In defence of the hedge fund knight
There's been a lot of huffing and puffing over the knighthood for Paul Ruddock because: a) he's given £500,000 to the Conservatives over the last decade; and b) he runs a hedge-fund company that made money from Northern Rock's collapse.
Maybe critics are right. Maybe it does reflect all that is rotten in the honours system. Or maybe he is getting it for the tens of millions he has given to the arts. Perhaps I'm naive but, in terms of passion and philanthropy, he does appear to be one of the good guys, having been a successful and hands-on chairman at the V&A in London since 2007. At the British Museum, where there is a medieval gallery named after him, his money made possible a major redisplay in 2009. Isn't he setting an example we wish more of the super-rich could follow?
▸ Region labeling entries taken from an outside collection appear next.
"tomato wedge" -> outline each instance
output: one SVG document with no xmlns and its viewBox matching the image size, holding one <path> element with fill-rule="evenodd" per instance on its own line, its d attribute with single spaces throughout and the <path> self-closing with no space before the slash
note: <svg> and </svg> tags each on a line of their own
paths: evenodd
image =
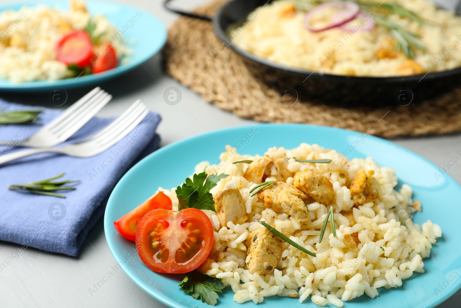
<svg viewBox="0 0 461 308">
<path fill-rule="evenodd" d="M 102 47 L 101 53 L 102 54 L 99 57 L 97 55 L 93 62 L 91 72 L 93 74 L 108 71 L 117 66 L 117 54 L 115 54 L 115 51 L 111 43 L 108 42 Z"/>
<path fill-rule="evenodd" d="M 56 58 L 68 65 L 83 67 L 91 63 L 94 56 L 93 43 L 88 32 L 76 30 L 66 35 L 56 46 Z"/>
<path fill-rule="evenodd" d="M 138 223 L 146 213 L 155 209 L 171 210 L 172 205 L 171 199 L 163 192 L 159 192 L 133 211 L 114 221 L 114 227 L 122 236 L 134 242 Z"/>
<path fill-rule="evenodd" d="M 213 227 L 205 213 L 154 210 L 142 217 L 136 232 L 138 254 L 150 269 L 186 273 L 203 263 L 213 246 Z"/>
</svg>

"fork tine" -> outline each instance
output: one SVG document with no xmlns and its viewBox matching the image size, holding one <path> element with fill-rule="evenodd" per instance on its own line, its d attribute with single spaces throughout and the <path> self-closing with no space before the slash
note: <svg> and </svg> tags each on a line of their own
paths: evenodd
<svg viewBox="0 0 461 308">
<path fill-rule="evenodd" d="M 145 109 L 141 113 L 139 114 L 137 117 L 132 119 L 132 121 L 129 123 L 126 123 L 126 125 L 125 127 L 124 130 L 123 131 L 118 132 L 117 134 L 114 134 L 111 135 L 111 138 L 106 139 L 106 141 L 104 143 L 101 144 L 101 145 L 103 147 L 103 151 L 105 151 L 107 149 L 111 147 L 116 143 L 120 141 L 122 138 L 123 138 L 127 134 L 130 133 L 130 132 L 135 129 L 138 124 L 139 124 L 142 120 L 146 117 L 146 116 L 148 115 L 149 113 L 149 110 L 147 109 Z"/>
<path fill-rule="evenodd" d="M 92 108 L 89 109 L 86 113 L 81 115 L 80 116 L 76 117 L 71 123 L 58 132 L 57 135 L 60 138 L 67 139 L 74 134 L 76 129 L 78 129 L 81 127 L 82 122 L 86 123 L 89 121 L 111 99 L 112 99 L 112 95 L 106 93 L 104 93 L 104 95 L 101 97 L 95 104 L 92 105 Z"/>
<path fill-rule="evenodd" d="M 78 108 L 82 105 L 85 104 L 91 97 L 94 96 L 95 94 L 99 92 L 101 88 L 99 87 L 95 88 L 92 90 L 84 95 L 81 98 L 72 104 L 70 107 L 67 108 L 65 111 L 61 114 L 59 115 L 49 122 L 48 124 L 44 126 L 43 127 L 46 127 L 51 128 L 51 127 L 54 127 L 54 125 L 61 122 L 61 121 L 62 121 L 64 118 L 67 117 L 67 116 L 70 115 L 72 111 L 74 110 L 74 109 Z"/>
<path fill-rule="evenodd" d="M 121 122 L 115 128 L 115 129 L 112 129 L 110 133 L 106 134 L 103 136 L 100 136 L 100 141 L 102 143 L 104 143 L 107 140 L 110 140 L 111 139 L 113 138 L 113 136 L 116 136 L 122 132 L 124 131 L 127 127 L 129 126 L 131 123 L 138 117 L 140 116 L 143 112 L 145 110 L 147 110 L 147 107 L 142 103 L 141 104 L 139 105 L 137 108 L 136 108 L 133 112 L 131 113 L 128 116 L 124 119 L 123 121 Z"/>
<path fill-rule="evenodd" d="M 118 125 L 124 119 L 131 114 L 131 113 L 133 112 L 133 110 L 136 109 L 137 106 L 141 103 L 141 103 L 140 99 L 136 100 L 130 106 L 128 109 L 125 110 L 124 112 L 120 115 L 118 118 L 112 121 L 110 124 L 98 131 L 94 136 L 90 137 L 90 138 L 94 139 L 99 139 L 100 137 L 99 136 L 103 136 L 105 134 L 110 132 L 114 127 Z"/>
<path fill-rule="evenodd" d="M 75 121 L 76 119 L 78 120 L 79 118 L 79 113 L 86 110 L 91 110 L 91 107 L 95 103 L 99 101 L 99 99 L 106 93 L 104 90 L 101 90 L 96 93 L 92 97 L 87 101 L 85 103 L 79 107 L 77 109 L 71 109 L 70 112 L 66 115 L 65 118 L 63 118 L 59 123 L 57 123 L 50 130 L 55 133 L 59 131 L 65 129 L 65 127 L 70 124 L 71 124 Z"/>
</svg>

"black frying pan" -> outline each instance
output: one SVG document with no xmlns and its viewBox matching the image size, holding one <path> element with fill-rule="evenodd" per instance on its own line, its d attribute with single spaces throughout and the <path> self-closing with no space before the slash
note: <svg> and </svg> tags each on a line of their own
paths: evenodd
<svg viewBox="0 0 461 308">
<path fill-rule="evenodd" d="M 214 17 L 167 9 L 184 16 L 213 22 L 218 37 L 241 55 L 253 73 L 283 94 L 326 103 L 370 106 L 406 105 L 440 95 L 461 85 L 461 67 L 437 72 L 399 77 L 366 77 L 330 75 L 272 62 L 242 49 L 226 34 L 230 25 L 243 24 L 249 13 L 267 0 L 231 0 Z M 269 0 L 269 2 L 272 0 Z"/>
</svg>

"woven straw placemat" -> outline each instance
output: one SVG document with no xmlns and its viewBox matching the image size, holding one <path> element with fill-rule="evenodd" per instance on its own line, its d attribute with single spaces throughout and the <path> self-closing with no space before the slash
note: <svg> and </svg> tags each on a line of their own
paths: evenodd
<svg viewBox="0 0 461 308">
<path fill-rule="evenodd" d="M 197 12 L 213 16 L 224 2 L 213 2 Z M 168 74 L 205 100 L 242 118 L 362 132 L 371 128 L 372 134 L 385 138 L 461 131 L 461 88 L 406 106 L 346 108 L 301 100 L 288 106 L 283 95 L 251 73 L 240 55 L 224 47 L 211 22 L 179 18 L 168 31 L 163 51 Z"/>
</svg>

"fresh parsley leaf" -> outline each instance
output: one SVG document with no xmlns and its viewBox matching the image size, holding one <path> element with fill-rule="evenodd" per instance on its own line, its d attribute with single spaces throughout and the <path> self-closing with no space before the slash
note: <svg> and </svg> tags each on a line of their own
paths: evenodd
<svg viewBox="0 0 461 308">
<path fill-rule="evenodd" d="M 90 18 L 89 20 L 88 21 L 88 23 L 83 28 L 83 30 L 88 33 L 88 35 L 89 35 L 90 38 L 91 39 L 91 42 L 93 42 L 93 44 L 98 44 L 100 42 L 100 40 L 101 38 L 106 34 L 105 32 L 103 32 L 100 33 L 98 35 L 95 35 L 95 30 L 96 29 L 96 22 L 93 19 L 93 18 Z"/>
<path fill-rule="evenodd" d="M 93 37 L 93 33 L 95 31 L 95 29 L 96 29 L 96 23 L 94 20 L 93 20 L 92 18 L 90 18 L 89 20 L 88 21 L 88 23 L 83 30 L 88 32 L 88 34 L 89 35 L 90 37 Z"/>
<path fill-rule="evenodd" d="M 77 64 L 69 64 L 67 66 L 67 69 L 74 72 L 74 77 L 86 76 L 91 73 L 91 68 L 89 66 L 82 68 Z"/>
<path fill-rule="evenodd" d="M 210 190 L 216 186 L 221 179 L 229 176 L 229 175 L 211 175 L 207 177 L 206 172 L 194 174 L 192 180 L 186 179 L 182 186 L 176 188 L 176 195 L 178 201 L 178 210 L 188 207 L 199 210 L 209 210 L 216 211 L 214 209 L 214 201 Z"/>
<path fill-rule="evenodd" d="M 224 285 L 221 279 L 194 271 L 187 274 L 179 286 L 183 291 L 194 298 L 200 298 L 202 302 L 214 306 L 222 293 Z"/>
</svg>

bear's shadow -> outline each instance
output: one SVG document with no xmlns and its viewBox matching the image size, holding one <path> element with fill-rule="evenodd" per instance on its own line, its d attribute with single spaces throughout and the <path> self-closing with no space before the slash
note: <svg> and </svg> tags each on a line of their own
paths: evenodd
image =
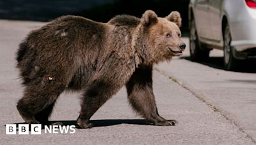
<svg viewBox="0 0 256 145">
<path fill-rule="evenodd" d="M 56 120 L 50 121 L 49 124 L 52 124 L 54 123 L 61 123 L 61 126 L 68 126 L 68 125 L 76 125 L 76 120 Z M 142 119 L 134 119 L 134 120 L 91 120 L 90 122 L 92 123 L 93 127 L 108 127 L 120 124 L 130 124 L 130 125 L 150 125 L 150 124 L 148 123 L 146 120 Z M 26 124 L 26 123 L 16 123 L 17 125 L 19 124 Z M 44 127 L 42 127 L 42 129 Z"/>
</svg>

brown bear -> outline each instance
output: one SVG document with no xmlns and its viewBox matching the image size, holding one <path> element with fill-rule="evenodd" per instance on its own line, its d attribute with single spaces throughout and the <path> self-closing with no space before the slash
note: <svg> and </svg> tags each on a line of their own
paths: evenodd
<svg viewBox="0 0 256 145">
<path fill-rule="evenodd" d="M 20 45 L 17 67 L 24 85 L 17 107 L 27 123 L 48 123 L 64 90 L 82 90 L 81 128 L 123 86 L 140 114 L 155 125 L 174 125 L 160 116 L 152 90 L 154 64 L 182 55 L 180 15 L 147 10 L 141 18 L 118 15 L 107 23 L 64 16 L 33 31 Z"/>
</svg>

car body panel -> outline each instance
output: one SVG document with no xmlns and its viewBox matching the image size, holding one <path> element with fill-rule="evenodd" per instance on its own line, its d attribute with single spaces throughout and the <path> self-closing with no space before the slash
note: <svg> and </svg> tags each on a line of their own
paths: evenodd
<svg viewBox="0 0 256 145">
<path fill-rule="evenodd" d="M 207 8 L 205 13 L 198 12 L 202 3 Z M 256 48 L 256 9 L 247 6 L 244 0 L 191 0 L 189 9 L 189 20 L 194 14 L 199 41 L 211 48 L 223 48 L 224 18 L 230 26 L 230 45 L 237 52 Z"/>
</svg>

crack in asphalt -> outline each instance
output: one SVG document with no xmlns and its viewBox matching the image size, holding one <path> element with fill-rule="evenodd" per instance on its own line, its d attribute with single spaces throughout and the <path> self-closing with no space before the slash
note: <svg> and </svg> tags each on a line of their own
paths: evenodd
<svg viewBox="0 0 256 145">
<path fill-rule="evenodd" d="M 187 90 L 188 91 L 189 91 L 189 92 L 191 92 L 195 97 L 196 97 L 196 98 L 197 98 L 198 100 L 200 100 L 200 101 L 206 104 L 206 105 L 207 105 L 211 108 L 212 108 L 213 111 L 214 111 L 215 113 L 218 113 L 222 117 L 223 117 L 226 120 L 227 120 L 229 123 L 233 124 L 234 126 L 237 127 L 238 130 L 240 132 L 244 133 L 246 135 L 246 137 L 249 138 L 250 139 L 251 139 L 251 141 L 253 142 L 256 143 L 256 141 L 251 135 L 250 135 L 248 134 L 247 134 L 246 132 L 244 132 L 244 130 L 241 127 L 240 127 L 239 125 L 234 120 L 230 119 L 223 111 L 221 111 L 220 109 L 216 107 L 213 104 L 211 104 L 210 102 L 207 101 L 204 99 L 204 95 L 203 94 L 202 94 L 200 93 L 196 93 L 195 91 L 193 90 L 193 88 L 191 88 L 189 86 L 188 86 L 187 85 L 182 83 L 182 82 L 179 81 L 179 80 L 177 80 L 177 79 L 176 79 L 175 77 L 168 75 L 168 74 L 164 73 L 164 72 L 161 71 L 156 67 L 154 67 L 154 69 L 155 71 L 156 71 L 157 72 L 158 72 L 160 74 L 162 74 L 164 77 L 167 77 L 169 79 L 171 79 L 172 81 L 177 83 L 179 86 L 180 86 L 183 88 L 184 88 L 184 89 Z"/>
</svg>

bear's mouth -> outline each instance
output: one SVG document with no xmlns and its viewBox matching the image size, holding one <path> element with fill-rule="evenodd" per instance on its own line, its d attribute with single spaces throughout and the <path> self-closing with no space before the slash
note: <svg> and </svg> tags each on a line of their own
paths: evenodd
<svg viewBox="0 0 256 145">
<path fill-rule="evenodd" d="M 171 48 L 168 47 L 169 50 L 175 55 L 175 56 L 180 56 L 182 55 L 182 51 L 173 51 L 171 49 Z"/>
</svg>

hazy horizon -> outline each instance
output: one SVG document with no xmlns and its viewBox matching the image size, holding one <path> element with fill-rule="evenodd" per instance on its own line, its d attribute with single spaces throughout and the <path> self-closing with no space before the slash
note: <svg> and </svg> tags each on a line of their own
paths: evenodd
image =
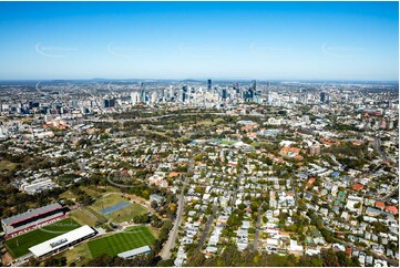
<svg viewBox="0 0 400 268">
<path fill-rule="evenodd" d="M 399 81 L 398 2 L 0 2 L 0 80 Z"/>
</svg>

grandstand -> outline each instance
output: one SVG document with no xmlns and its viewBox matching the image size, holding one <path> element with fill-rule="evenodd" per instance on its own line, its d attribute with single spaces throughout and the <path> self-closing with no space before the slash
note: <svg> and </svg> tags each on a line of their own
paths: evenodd
<svg viewBox="0 0 400 268">
<path fill-rule="evenodd" d="M 60 252 L 80 241 L 95 236 L 98 231 L 92 227 L 84 225 L 76 229 L 70 230 L 61 236 L 43 241 L 37 246 L 30 247 L 29 250 L 38 258 Z"/>
<path fill-rule="evenodd" d="M 55 223 L 65 217 L 63 207 L 60 204 L 54 203 L 4 218 L 1 220 L 1 225 L 6 233 L 4 237 L 11 238 L 22 235 L 29 230 Z"/>
</svg>

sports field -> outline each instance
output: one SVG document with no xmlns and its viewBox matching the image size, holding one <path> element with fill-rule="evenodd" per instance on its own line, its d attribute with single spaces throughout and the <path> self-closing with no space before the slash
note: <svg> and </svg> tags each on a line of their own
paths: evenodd
<svg viewBox="0 0 400 268">
<path fill-rule="evenodd" d="M 131 250 L 146 245 L 152 246 L 155 241 L 154 236 L 145 226 L 135 226 L 129 228 L 126 231 L 121 231 L 115 235 L 110 235 L 96 240 L 89 241 L 89 249 L 96 258 L 103 254 L 111 257 L 119 252 Z"/>
<path fill-rule="evenodd" d="M 80 227 L 80 225 L 73 219 L 65 218 L 58 223 L 44 226 L 40 229 L 35 229 L 6 240 L 4 246 L 7 247 L 8 251 L 11 254 L 12 257 L 19 258 L 23 255 L 29 254 L 30 247 L 41 244 L 53 237 L 60 236 L 66 231 L 76 229 L 78 227 Z"/>
<path fill-rule="evenodd" d="M 113 223 L 132 220 L 135 216 L 147 213 L 147 209 L 139 204 L 131 204 L 127 198 L 119 194 L 112 194 L 99 198 L 88 209 L 92 209 L 99 218 L 105 217 Z"/>
</svg>

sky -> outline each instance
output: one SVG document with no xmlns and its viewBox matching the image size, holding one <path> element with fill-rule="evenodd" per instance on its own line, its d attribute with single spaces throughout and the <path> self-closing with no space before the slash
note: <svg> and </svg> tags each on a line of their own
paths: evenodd
<svg viewBox="0 0 400 268">
<path fill-rule="evenodd" d="M 0 2 L 0 80 L 399 79 L 398 2 Z"/>
</svg>

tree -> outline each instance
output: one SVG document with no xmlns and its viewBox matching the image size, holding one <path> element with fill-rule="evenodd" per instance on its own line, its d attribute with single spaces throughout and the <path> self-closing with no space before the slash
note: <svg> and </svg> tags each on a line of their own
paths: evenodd
<svg viewBox="0 0 400 268">
<path fill-rule="evenodd" d="M 158 203 L 156 200 L 152 200 L 152 204 L 150 205 L 153 209 L 156 209 L 158 207 Z"/>
</svg>

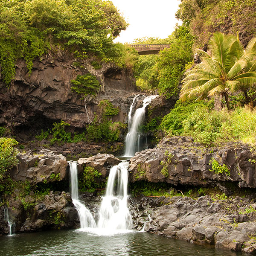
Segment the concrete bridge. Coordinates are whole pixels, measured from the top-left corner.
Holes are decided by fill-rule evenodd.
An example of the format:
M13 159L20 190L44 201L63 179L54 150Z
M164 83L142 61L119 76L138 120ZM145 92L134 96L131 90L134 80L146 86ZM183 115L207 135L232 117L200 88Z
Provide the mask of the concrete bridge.
M134 48L138 52L139 55L147 54L158 54L161 50L166 48L170 48L169 44L128 44L128 46Z

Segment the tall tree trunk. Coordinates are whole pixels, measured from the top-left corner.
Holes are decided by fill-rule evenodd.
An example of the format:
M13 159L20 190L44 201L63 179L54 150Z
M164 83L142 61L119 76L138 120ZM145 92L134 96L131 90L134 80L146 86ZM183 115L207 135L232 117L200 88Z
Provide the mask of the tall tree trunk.
M230 111L230 105L229 104L229 101L228 100L228 94L227 92L225 92L223 93L224 95L224 98L225 98L225 101L226 102L226 104L227 104L227 111L229 112Z

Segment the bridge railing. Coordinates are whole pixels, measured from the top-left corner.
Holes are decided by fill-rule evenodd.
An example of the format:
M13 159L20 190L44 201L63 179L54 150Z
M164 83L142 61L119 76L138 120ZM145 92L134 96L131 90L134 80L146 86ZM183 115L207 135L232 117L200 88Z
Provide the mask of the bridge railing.
M131 48L170 48L169 44L128 44L128 46Z

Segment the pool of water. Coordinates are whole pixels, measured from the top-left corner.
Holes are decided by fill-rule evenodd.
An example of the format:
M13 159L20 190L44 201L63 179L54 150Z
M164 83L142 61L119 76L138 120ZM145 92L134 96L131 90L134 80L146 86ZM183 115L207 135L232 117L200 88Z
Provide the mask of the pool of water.
M138 232L104 235L80 230L0 237L1 256L238 256L239 253Z

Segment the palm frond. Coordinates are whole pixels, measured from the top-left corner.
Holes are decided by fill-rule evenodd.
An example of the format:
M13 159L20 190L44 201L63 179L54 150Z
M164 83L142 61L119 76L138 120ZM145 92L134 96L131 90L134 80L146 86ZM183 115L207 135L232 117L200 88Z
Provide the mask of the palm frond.
M245 48L245 52L256 51L256 38L254 38L250 40Z
M240 82L238 81L228 80L226 81L225 87L232 93L238 90L239 88Z
M227 77L231 79L241 74L243 69L246 66L246 61L243 59L240 59L236 61L227 74Z

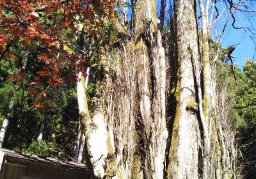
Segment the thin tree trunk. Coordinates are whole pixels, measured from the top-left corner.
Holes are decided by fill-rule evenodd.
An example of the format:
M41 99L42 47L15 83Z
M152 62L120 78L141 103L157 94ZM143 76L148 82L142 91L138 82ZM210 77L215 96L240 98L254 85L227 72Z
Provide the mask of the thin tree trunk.
M79 163L81 163L82 162L82 159L83 159L83 154L84 152L84 144L85 144L85 136L84 134L83 134L82 136L81 136L81 146L80 146L80 148L79 148L79 153L78 154L78 159L77 159L77 162Z
M85 78L84 88L86 90L89 81L90 68L87 68L87 76ZM80 118L79 118L80 119ZM75 147L74 149L73 157L78 160L79 162L81 162L83 159L83 153L85 144L85 137L83 134L84 128L82 127L81 121L79 120L77 136L76 140ZM81 144L80 144L81 143Z
M0 148L2 148L3 143L4 139L5 133L6 132L7 127L9 124L9 120L5 118L3 121L2 127L0 131Z
M81 125L81 121L79 120L77 135L76 137L75 147L74 148L74 152L73 152L73 157L74 159L75 159L76 160L78 159L78 153L79 151L81 136L82 136L83 134L81 128L82 127Z
M165 10L165 0L161 0L161 9L160 9L160 28L163 29L164 26L164 10Z
M3 143L4 142L5 134L6 133L6 130L9 125L9 120L11 118L11 113L13 107L13 102L11 101L9 104L7 114L4 118L4 120L3 121L2 127L0 130L0 148L1 148L3 146Z
M38 140L42 140L43 139L43 136L44 136L44 127L45 127L45 116L43 115L42 121L41 121L41 125L40 125L40 129L39 131L39 135L37 139Z
M204 118L201 116L201 120L204 130L204 153L203 153L203 178L207 179L211 177L211 123L210 122L210 112L211 100L211 68L209 56L208 42L208 6L209 0L205 6L204 6L202 0L199 1L201 12L202 30L202 82L204 89L203 109Z

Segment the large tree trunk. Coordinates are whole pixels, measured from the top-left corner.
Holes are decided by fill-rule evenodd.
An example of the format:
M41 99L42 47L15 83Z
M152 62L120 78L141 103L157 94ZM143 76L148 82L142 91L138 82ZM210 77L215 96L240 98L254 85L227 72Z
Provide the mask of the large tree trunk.
M198 119L195 66L199 61L195 1L175 1L177 102L168 167L168 178L198 178L200 133ZM197 74L198 75L198 74Z

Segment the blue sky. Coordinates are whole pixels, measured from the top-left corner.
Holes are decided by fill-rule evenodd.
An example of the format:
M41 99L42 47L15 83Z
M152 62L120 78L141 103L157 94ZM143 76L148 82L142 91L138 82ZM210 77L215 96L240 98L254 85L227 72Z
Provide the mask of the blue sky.
M248 17L244 13L237 13L236 20L236 26L254 26L256 28L256 22L253 21L255 18ZM249 20L250 20L249 21ZM252 39L244 32L243 29L235 29L232 26L232 20L228 23L225 33L222 40L222 47L227 47L234 44L241 43L236 46L236 50L233 52L233 56L236 58L234 62L240 68L242 68L246 59L252 59L255 61L256 54L255 47ZM252 22L252 24L249 23ZM256 42L256 41L255 41Z
M225 0L224 0L225 1ZM128 0L128 2L130 2L130 0ZM158 9L158 13L160 8L160 2L161 0L156 0L157 8ZM234 1L236 2L236 0ZM166 0L166 11L168 10L170 8L170 3L172 4L172 0ZM256 10L255 3L252 3L250 8L251 9L255 10ZM218 9L220 13L221 11L226 8L225 5L223 3L223 1L218 1ZM253 8L253 6L255 6ZM198 11L199 12L199 10ZM236 12L235 16L236 18L236 26L237 27L239 26L244 26L244 27L253 27L256 33L256 15L253 13L242 13L242 12ZM221 18L219 21L220 24L218 24L219 30L222 29L223 27L223 23L225 22L225 19L227 18L227 15L228 15L227 13L223 14L223 18ZM168 17L168 15L166 15ZM249 17L250 16L250 17ZM168 17L167 17L168 18ZM230 19L229 22L228 23L224 35L222 37L221 41L221 47L225 48L228 47L230 45L233 45L235 44L240 43L236 46L236 50L233 52L232 56L236 58L233 59L233 61L237 65L238 65L241 68L243 68L243 65L245 63L248 59L252 59L254 61L256 60L256 54L255 54L255 47L254 46L253 42L252 39L250 38L249 36L244 33L243 29L235 29L232 27L232 19ZM217 22L218 24L219 22ZM219 25L220 25L219 26ZM256 38L256 34L255 36ZM256 38L255 38L256 43Z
Other less controversial arts honours include a knighthood for Antonio Pappano, the Royal Opera House's conductor turned TV presenter; a CBE for the Scottish National Portrait Gallery director James Holloway; and OBEs for Frieze art fair supremos Amanda Sharp and Matthew Slotover; and many more in a list that rewarded the arts well.
The mystery of St Cecilia
Over Christmas, the Guardian ran the story of Dulwich Picture Gallery's marvellously restored 17th-century painting of St Cecilia. To recap, the painting was in terrible condition and consigned to storage until a restoration funded by the Friends of DPG. It looks magnificent, but one question remains: who painted it?
The eminent art historian John Spike emails from Italy. "The extravagantly coloured and voluminous draperies point clearly enough to the painter Francesco Guarino," he says. "Guarino was a more colourful and decorative follower of the famous Massimo Stanzione." A good theory, says the gallery, although it fears the work might not be quite good enough to be a Guarino. The jury remains out.